Breaking Down the AD Kill Chain and Unosecur’s ITDR Countermeasures
- DCSync & DCShadow Attacks
- The Threat - Adversaries impersonate domain controllers (DCSync) to replicate credentials or register rogue DCs (DCShadow) to inject malicious data.
- Why SIEM Fails - Logs are noisy and often alert after the replication has succeeded.
- Unosecur ITDR Response:
- Behavioral analytics baseline replication requests.
- Flags deviations in real time.
- Instantly blocks unauthorized replication without disrupting legitimate DCs.
- Kerberoasting: Exploiting Service Account Weaknesses
- The Threat - Attackers request service tickets and brute-force weak hashes offline.
- Why SIEM Fails - Alerts may note high ticket requests but lack context to block them.
- Unosecur ITDR Response:
- Detects unusual ticket request patterns with AI-driven models.
- Enforces strong password policies & rotations for service accounts.
- Immediately disables compromised accounts.
- Privilege Escalation via Over-Permissioned Accounts
- The Threat - Misconfigured ACLs and forgotten shadow accounts provide attackers with stealthy admin-level access.
- Why SIEM Fails - Periodic audits miss real-time permission changes.
- Unosecur ITDR Response:
- Continuous permission audits identify privilege creep instantly.
- Just-in-Time (JIT) privilege elevation reduces standing exposure.
- Automated remediation revokes unnecessary rights in seconds.
Case Study: What Could Have Been Prevented
In mid-2024, the RansomHub ransomware group compromised a multinational by chaining two AD exploits:
- CVE-2021-42278 (noPac) – impersonated a domain controller.
- CVE-2020-1472 (Zerologon) – reset the DC’s machine password.
The attackers achieved Domain Admin rights within hours, encrypted systems, and exfiltrated data.
Traditional defenses failed because they only logged events after the fact.
Unosecur’s ITDR could have:
- Flagged abnormal DC impersonation.
- Blocked suspicious Kerberos ticket anomalies.
- Revoked compromised credentials in real time, potentially stopping the ransomware blast radius.
Why ITDR Is a Must-Have for AD Security
- Proactive vs Reactive – Detects subtle identity abuse before it escalates.
- Automated Response – Blocks, rotates, and isolates without waiting for manual triage.
- Tailored for AD – Continuously adapts to evolving AD attack vectors.
- Compliance-Ready – Provides audit trails and governance visibility for regulatory mandates.
Conclusion: Identity-Centric Defense for the Modern Enterprise
Attackers no longer “hack in”, they log in with compromised identities.

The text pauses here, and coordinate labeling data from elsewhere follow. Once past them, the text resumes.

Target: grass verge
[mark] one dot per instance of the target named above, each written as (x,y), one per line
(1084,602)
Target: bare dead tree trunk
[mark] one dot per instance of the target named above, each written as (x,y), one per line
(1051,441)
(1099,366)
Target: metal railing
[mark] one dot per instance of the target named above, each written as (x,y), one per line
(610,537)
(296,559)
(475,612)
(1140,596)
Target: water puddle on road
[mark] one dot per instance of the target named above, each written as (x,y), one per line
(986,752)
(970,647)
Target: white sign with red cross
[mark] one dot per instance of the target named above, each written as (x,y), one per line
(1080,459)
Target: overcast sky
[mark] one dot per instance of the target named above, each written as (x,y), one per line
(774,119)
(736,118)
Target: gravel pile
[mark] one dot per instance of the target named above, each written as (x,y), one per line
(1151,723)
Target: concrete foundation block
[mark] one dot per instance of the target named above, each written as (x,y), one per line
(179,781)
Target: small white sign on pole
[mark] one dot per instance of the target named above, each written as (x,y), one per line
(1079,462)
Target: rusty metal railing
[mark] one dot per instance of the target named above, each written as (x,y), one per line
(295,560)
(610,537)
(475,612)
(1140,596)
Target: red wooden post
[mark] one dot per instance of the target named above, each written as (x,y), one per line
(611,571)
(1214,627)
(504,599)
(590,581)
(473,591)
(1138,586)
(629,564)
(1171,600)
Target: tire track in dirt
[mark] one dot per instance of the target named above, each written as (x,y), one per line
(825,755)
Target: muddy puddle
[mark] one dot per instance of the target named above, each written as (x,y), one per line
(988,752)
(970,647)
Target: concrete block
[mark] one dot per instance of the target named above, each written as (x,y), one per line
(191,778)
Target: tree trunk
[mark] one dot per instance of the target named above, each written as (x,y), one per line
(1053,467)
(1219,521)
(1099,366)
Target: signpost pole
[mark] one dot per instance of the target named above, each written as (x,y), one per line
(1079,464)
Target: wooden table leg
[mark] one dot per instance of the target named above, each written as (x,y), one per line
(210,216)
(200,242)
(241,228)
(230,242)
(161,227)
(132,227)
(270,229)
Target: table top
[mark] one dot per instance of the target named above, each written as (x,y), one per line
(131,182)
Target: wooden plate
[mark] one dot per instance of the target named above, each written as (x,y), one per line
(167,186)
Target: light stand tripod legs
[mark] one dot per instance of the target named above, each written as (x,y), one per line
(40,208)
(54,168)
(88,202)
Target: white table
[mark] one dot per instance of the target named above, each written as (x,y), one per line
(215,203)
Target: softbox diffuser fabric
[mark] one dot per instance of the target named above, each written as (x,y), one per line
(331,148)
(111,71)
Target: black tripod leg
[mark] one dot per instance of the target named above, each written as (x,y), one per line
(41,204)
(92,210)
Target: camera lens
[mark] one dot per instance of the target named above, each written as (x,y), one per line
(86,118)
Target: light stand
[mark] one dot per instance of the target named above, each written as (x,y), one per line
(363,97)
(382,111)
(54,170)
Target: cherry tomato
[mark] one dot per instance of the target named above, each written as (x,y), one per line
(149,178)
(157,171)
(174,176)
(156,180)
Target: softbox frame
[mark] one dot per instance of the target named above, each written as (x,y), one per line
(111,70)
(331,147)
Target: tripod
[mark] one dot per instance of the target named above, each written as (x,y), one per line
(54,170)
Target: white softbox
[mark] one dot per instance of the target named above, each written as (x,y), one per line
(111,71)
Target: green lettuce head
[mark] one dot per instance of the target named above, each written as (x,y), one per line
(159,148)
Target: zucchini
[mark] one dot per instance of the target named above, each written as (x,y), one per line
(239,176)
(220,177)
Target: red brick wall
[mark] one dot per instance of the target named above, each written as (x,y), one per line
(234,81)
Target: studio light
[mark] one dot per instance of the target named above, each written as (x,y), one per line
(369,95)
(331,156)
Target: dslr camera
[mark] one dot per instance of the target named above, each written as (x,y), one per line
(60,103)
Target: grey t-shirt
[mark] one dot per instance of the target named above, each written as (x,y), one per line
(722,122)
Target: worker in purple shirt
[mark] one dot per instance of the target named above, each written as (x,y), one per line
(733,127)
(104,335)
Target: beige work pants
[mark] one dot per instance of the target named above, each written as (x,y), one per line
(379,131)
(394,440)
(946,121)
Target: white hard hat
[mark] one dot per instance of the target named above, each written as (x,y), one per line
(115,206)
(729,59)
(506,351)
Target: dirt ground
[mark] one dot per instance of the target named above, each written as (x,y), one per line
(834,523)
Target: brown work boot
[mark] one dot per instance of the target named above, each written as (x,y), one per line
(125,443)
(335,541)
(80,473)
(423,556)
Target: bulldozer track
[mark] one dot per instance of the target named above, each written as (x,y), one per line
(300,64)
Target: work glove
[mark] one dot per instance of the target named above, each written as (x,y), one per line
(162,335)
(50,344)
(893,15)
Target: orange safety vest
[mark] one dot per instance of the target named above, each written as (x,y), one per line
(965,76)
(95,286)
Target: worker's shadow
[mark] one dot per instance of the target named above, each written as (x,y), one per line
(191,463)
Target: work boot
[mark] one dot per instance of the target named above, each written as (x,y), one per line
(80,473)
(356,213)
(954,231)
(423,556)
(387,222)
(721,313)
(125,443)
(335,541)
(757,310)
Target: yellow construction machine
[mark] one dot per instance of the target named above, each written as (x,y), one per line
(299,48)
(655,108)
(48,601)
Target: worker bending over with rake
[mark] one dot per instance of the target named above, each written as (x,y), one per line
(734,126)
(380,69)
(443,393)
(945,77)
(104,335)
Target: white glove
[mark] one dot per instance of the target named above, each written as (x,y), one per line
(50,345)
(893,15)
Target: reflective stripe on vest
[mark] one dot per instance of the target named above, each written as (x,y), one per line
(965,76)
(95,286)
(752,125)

Active Directory remains the ultimate prize, and traditional security tools alone cannot defend it.
Unosecur’s ITDR platform provides the missing identity-centric layer of defense:
- Real-time monitoring of AD activity.
- Automated remediation for credential-based exploits.
- Continuous visibility into privilege changes and replication behaviors.
For CISOs, security engineers, and IT leaders, ITDR is no longer optional. It is the front line of defense against the identity-based attacks that fuel modern breaches.